Again, such maneuvers represent only one style of thinking. Computers do well tracing relationships between sharply defined units of information. They consider the “technical” (again, sharply defined) applications of alternative procedures well.
However, there is much more to knowledge-making than this. Historically, at least, computer programs have taken a formulaic approach to problem-solving. They consider what they are instructed to consider as factors or variables. They are less able to do what people routinely do, that is, envision outside-the-box scenarios.

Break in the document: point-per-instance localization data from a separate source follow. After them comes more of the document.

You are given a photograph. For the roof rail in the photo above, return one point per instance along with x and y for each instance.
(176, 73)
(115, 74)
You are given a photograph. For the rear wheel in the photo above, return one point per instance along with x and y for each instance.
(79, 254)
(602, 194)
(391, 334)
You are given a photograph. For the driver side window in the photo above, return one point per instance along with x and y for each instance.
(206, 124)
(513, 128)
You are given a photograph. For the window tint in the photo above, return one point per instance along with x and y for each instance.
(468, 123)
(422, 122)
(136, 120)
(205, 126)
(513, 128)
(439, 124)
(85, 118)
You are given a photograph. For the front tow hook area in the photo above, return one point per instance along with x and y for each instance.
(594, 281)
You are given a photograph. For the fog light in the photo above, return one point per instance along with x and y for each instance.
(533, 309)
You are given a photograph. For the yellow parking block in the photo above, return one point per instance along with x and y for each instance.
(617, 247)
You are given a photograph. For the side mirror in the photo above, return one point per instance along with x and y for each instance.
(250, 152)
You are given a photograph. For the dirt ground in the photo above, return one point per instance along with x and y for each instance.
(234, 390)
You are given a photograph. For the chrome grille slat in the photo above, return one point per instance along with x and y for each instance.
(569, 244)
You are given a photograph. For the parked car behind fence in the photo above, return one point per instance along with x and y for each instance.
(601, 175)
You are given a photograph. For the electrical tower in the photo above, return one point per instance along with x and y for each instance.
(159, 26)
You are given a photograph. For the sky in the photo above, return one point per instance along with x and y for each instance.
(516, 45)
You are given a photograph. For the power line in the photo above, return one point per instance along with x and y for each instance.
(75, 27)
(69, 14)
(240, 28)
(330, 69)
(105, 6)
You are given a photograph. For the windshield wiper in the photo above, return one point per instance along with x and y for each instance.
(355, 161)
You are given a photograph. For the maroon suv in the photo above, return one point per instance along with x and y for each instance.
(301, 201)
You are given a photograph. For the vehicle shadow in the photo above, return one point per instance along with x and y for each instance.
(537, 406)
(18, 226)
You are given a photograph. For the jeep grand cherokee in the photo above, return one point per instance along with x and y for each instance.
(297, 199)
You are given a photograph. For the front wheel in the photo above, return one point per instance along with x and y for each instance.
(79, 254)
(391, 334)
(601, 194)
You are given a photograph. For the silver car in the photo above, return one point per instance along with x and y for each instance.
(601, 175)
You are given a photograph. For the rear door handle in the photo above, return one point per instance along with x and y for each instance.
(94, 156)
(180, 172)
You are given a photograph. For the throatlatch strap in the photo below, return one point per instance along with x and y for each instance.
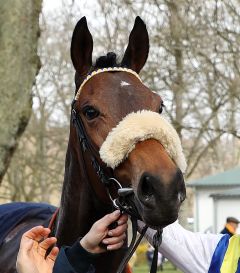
(157, 240)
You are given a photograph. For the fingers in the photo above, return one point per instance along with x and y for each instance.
(114, 240)
(37, 233)
(53, 254)
(119, 230)
(109, 219)
(34, 234)
(123, 219)
(115, 246)
(45, 245)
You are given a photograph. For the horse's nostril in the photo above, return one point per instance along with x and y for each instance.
(147, 189)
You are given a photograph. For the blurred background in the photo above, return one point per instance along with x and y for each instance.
(193, 64)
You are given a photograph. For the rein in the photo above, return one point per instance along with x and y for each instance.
(124, 202)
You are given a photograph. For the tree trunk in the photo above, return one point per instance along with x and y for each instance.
(19, 64)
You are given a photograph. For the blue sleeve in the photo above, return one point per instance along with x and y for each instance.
(74, 259)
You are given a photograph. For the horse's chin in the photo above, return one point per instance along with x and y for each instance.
(158, 222)
(158, 217)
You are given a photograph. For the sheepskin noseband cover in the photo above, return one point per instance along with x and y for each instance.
(136, 127)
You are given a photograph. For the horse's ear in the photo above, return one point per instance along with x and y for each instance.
(82, 47)
(138, 46)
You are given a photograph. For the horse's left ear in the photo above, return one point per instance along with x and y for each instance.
(138, 47)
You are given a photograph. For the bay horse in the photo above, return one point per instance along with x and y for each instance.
(105, 99)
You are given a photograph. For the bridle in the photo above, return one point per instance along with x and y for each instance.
(124, 201)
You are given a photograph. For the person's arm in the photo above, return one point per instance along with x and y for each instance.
(79, 257)
(32, 256)
(189, 251)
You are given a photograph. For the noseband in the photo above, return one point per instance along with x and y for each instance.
(124, 202)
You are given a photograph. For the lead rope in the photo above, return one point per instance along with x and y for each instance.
(157, 240)
(133, 245)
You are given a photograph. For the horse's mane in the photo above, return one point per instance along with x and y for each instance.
(109, 60)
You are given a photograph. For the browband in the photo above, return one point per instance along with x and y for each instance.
(101, 70)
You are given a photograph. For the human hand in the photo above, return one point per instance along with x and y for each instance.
(31, 256)
(100, 230)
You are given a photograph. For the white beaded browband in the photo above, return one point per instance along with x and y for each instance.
(109, 69)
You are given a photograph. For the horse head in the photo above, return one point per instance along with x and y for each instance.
(114, 106)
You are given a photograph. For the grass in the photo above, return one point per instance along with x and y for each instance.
(167, 268)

As many of my writings on this page emphasize, we humans glory in the hypothetical. Those speculations are not “random” insights but instead combinations of perspectives which we ourselves do not clearly understand. The computer program tells us to write the next, predictable series of words. We do something else.
More importantly, computers cannot rival our abilities at moral and emotional knowledge, both of which may be deeply situational. Doing or feeling the “right” thing at any time relies on the most complicated judgments. Routinely, we shift the criteria we use. We respond to one person differently from the way we do to another. One moment’s response may be different from another’s. After all, we are biochemical as well as symbolic creatures. Catch us on a “good” and not a “bad” day.
Computers can simulate interaction in the “agreeable” style of voice-activated AI resource agents. But who would say this is the same as true interaction, which frequently is quirky and rude? Nor is it equivalent to the better forms of friendship, which commonly mix acceptance with resistance.
As a social scientist, I am fully aware that human discourse is patterned and therefore predictable. All of us “tend” to think, talk, and behave in certain ways. However, we also have the ability to resist our own inclinations, to declare our freedom from them.
AI’s challenge for humans
A century ago, the sociologist Georg Simmel argued that the crisis of modern culture is the increasing disparity between “objective culture” (publicly accessible knowledge, norms, and skills) and “subjective culture” (the knowledge and capabilities of individuals). Computers accentuate that gap. Giving up the quest for broad-based knowledge, people content themselves with limited pursuits. Many “outsource” skills they used to have—doing long division, reading a map, learning a foreign language—to the machines. Younger people may never learn these skills in the first place. All this should make us think hard about what it is we need to know.
Just as mechanization in agriculture and industry altered skilled labor, so too will computers displace many white-collar jobs. That said, the challenge for humans, as always, is to maintain control of our own devices and to find new forms of meaningful labor as we have done in past centuries. We must not conform our thinking to the style of mechanized intelligence. The wide-ranging, quirky spirit of our species is the best defense against that.